Antoine Char - Depuis 1999, l’Écosse, une région semi-autonome, a son propre Parlement.
Que peuvent bien porter les Écossais sous leur kilt ? Pour couper court à toutes supputations, certains ont trouvé une réponse simple : « The future of Scotland. » L’avenir de l’Écosse se joue en ce moment à Édimbourg, où Alex Salmond, le premier ministre, bataille ferme pour le « oui » au référendum sur l’indépendance prévu à l’automne 2014.
C’est le 25 mai, dans un cinéma de Fountainbridge, un ancien quartier ouvrier où Sean Connery vit le jour il y a 80 ans, que Salmond a lancé sa campagne. Le plus célèbre des James Bond, un fervent indépendantiste, n’était pas au rendez-vous. Si son état de santé ne lui permet pas de trop se déplacer, son message est toujours le même : l’Écosse se portera beaucoup mieux en devenant un pays.
Le Scottish National Party (SNP, centre-gauche), élu par un raz-de-marée le 5 mai 2011 pour être « un bon gouvernement », devra convaincre les 5,3 millions d’Écossais.

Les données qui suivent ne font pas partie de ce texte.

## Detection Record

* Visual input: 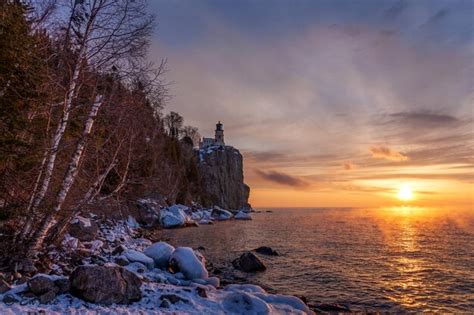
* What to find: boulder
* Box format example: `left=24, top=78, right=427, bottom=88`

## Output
left=122, top=249, right=155, bottom=269
left=160, top=205, right=186, bottom=228
left=232, top=252, right=267, bottom=272
left=234, top=210, right=252, bottom=220
left=222, top=292, right=271, bottom=315
left=255, top=246, right=279, bottom=256
left=0, top=279, right=11, bottom=294
left=143, top=242, right=174, bottom=269
left=114, top=256, right=130, bottom=266
left=27, top=276, right=57, bottom=295
left=2, top=294, right=19, bottom=305
left=68, top=216, right=99, bottom=242
left=39, top=288, right=59, bottom=304
left=170, top=247, right=209, bottom=280
left=211, top=207, right=232, bottom=220
left=70, top=266, right=142, bottom=305
left=54, top=278, right=71, bottom=294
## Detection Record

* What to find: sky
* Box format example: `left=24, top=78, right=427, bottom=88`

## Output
left=146, top=0, right=474, bottom=208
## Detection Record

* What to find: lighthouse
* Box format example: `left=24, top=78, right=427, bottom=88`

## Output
left=214, top=121, right=225, bottom=145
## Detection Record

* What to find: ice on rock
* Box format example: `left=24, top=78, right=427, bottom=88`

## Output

Selon les derniers sondages, ils diraient « non » à l’indépendance pure et simple.
Inquiet de se retrouver à la tête d’un « Royaume-Désuni », David Cameron, le premier ministre britannique, insiste pour que la question référendaire soit claire, courte, directe et décisive. Bref, pas de formulation alambiquée entre une indépendance totale et une autonomie accrue doublée d’une quelconque souveraineté-association.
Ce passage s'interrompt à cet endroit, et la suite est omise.